Minneapolis planners say they have discovered a way to keep public ownership of all the land in a project to redevelop an old Mississippi River port into a residential and commercial hub on the city's North Side.
A draft master plan previously called for the city and Park Board to retain most — but not all — of the 48-acre Upper Harbor Terminal land, with developers paying ground-leasing fees to construct buildings on it. One key parcel of the terminal project was slated to pass into private hands: the polarizing 10,000-seat First Avenue concert venue at the project's core.

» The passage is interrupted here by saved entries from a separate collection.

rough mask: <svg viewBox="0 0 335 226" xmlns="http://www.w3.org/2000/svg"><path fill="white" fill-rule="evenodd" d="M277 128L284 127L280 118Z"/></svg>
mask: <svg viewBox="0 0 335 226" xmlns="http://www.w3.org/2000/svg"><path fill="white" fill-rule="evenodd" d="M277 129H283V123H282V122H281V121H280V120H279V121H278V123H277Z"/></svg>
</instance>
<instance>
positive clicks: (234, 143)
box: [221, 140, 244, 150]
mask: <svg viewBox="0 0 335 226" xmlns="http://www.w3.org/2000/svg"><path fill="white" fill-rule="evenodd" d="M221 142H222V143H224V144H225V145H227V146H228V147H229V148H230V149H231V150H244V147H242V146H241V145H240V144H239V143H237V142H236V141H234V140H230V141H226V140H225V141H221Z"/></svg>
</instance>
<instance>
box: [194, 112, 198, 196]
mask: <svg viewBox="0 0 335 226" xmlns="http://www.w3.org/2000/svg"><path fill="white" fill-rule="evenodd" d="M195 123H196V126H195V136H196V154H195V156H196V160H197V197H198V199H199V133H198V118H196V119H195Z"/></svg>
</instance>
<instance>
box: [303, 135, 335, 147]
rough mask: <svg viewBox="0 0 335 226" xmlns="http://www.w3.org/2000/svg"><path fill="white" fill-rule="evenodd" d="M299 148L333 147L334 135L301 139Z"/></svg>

Officials believed they had to sell it because of legal restrictions on state bond-funded projects, they said, but they learned recently that those restrictions were relaxed more than 10 years ago.

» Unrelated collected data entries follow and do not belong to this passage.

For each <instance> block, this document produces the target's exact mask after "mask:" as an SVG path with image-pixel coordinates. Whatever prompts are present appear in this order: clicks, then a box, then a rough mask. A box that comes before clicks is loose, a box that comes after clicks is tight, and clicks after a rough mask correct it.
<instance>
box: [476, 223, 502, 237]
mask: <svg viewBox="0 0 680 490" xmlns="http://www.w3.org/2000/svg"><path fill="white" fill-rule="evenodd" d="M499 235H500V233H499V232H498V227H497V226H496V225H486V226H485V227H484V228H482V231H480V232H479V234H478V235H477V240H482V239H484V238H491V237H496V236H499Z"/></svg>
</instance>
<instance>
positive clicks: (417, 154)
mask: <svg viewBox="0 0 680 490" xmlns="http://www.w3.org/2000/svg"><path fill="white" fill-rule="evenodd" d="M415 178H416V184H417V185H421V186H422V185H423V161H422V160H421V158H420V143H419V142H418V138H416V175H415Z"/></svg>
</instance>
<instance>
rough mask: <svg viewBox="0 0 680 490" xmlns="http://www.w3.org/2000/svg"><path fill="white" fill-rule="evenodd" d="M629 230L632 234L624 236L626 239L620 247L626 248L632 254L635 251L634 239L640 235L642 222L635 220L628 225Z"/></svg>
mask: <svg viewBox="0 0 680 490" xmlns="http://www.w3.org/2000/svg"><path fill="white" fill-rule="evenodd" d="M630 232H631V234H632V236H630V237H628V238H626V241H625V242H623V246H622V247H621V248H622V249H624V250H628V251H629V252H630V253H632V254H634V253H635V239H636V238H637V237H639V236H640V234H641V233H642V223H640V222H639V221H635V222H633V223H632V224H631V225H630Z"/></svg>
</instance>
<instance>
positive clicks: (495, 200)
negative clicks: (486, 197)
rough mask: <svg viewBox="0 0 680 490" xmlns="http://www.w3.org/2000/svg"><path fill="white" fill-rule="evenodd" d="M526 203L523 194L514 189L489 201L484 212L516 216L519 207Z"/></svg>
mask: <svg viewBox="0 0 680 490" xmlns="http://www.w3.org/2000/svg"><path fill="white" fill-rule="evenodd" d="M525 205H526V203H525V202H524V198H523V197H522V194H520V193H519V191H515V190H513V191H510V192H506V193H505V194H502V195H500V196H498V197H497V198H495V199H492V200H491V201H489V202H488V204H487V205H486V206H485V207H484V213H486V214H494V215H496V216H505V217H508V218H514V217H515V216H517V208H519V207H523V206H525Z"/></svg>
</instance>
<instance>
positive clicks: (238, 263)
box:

"There is a path where the city could own the music venue … and that would then make it so that none of the lands at the Upper Harbor would be sold to private hands," Minneapolis Economic Development Director Erik Hansen informed the project's collaborative planning committee, a panel of community representatives, last month.
Because the state contributed a bond-funded grant of $12.5 million to construct the concert venue, the city had been under the impression that state rules required the property owner to keep the site as a music venue in perpetuity — a burden it did not want to assume, Hansen said.

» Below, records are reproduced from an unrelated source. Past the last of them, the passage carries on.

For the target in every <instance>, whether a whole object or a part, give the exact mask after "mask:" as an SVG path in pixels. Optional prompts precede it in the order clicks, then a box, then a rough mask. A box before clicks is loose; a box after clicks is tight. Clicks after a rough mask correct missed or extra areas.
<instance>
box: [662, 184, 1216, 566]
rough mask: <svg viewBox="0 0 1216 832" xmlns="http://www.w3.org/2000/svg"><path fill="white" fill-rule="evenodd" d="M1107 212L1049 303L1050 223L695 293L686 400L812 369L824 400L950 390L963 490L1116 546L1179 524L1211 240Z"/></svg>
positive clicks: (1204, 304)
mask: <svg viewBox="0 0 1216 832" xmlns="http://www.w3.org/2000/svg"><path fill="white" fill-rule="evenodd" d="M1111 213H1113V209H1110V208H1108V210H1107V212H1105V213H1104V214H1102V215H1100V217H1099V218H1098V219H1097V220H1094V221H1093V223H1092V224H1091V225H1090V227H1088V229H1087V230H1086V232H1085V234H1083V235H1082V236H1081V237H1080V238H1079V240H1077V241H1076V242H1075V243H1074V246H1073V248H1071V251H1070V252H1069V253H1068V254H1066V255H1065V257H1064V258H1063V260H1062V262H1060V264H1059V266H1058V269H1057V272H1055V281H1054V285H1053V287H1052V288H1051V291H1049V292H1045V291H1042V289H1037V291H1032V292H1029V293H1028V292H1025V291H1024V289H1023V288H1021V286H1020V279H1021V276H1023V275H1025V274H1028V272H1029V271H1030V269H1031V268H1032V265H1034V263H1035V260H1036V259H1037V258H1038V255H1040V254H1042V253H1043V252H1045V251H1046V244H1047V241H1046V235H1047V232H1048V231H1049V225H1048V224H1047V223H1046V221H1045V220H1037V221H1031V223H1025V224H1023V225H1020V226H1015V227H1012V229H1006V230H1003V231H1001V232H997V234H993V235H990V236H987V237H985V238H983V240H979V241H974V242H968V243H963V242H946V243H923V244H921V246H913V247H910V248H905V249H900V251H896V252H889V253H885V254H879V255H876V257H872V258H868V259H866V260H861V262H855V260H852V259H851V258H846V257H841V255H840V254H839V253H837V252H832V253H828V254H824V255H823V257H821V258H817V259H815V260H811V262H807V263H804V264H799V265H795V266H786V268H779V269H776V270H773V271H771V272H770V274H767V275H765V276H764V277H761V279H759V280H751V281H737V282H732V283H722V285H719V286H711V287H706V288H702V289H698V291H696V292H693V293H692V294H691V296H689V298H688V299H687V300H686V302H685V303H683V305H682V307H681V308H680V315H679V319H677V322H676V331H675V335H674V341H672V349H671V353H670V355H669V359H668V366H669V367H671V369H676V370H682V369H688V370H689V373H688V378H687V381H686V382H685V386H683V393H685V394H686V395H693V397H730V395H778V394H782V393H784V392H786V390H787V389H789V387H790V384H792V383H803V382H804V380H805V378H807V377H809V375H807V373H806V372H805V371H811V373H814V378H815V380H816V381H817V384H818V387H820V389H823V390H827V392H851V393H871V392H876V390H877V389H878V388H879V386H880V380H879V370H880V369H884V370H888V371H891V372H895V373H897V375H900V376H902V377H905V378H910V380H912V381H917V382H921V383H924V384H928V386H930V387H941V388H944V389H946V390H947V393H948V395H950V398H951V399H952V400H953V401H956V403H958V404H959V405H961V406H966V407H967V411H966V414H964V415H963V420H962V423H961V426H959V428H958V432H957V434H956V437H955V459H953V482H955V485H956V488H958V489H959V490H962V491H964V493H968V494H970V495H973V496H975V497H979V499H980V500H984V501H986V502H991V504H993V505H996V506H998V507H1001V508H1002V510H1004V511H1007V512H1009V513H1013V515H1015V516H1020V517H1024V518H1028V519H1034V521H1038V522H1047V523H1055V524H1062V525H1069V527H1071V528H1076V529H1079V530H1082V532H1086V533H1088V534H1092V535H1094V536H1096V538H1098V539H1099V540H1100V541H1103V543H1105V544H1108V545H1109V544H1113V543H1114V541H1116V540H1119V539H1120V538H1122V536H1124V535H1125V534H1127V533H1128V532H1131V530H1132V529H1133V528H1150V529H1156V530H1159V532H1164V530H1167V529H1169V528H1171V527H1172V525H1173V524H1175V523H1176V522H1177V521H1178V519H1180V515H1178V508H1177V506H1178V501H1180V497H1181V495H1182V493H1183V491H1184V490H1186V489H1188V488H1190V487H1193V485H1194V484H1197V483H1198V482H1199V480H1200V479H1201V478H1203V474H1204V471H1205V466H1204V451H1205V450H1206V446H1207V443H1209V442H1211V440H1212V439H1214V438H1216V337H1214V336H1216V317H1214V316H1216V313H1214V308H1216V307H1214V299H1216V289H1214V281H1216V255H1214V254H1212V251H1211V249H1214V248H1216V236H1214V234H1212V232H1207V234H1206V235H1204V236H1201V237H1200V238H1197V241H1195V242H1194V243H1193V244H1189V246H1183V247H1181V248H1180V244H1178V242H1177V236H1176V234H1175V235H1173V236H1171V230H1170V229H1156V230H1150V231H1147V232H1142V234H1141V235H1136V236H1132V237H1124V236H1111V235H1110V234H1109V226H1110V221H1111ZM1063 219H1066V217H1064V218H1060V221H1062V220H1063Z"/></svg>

Instead, the city planned to partner with First Avenue, which would buy the property, receive the state funds and raise the other half of the development costs. The city would take control of the property for 125% of its useful life, or 62.5 years, while First Avenue would operate it. At the end of that period, the city and state's interests would expire. First Avenue would be left with a controlling 51% stake in the concert venue, while a yet unnamed "community entity" would have a 49% minority stake.
The plan was similar to the way Minneapolis had managed other state bond-funded art venues, such as the Guthrie Theater, MacPhail Center for the Arts and Orchestra Hall, in order to avoid having to run those institutions forever, Hansen said.
But this spring, city attorneys discovered that Minneapolis had been following outdated state rules.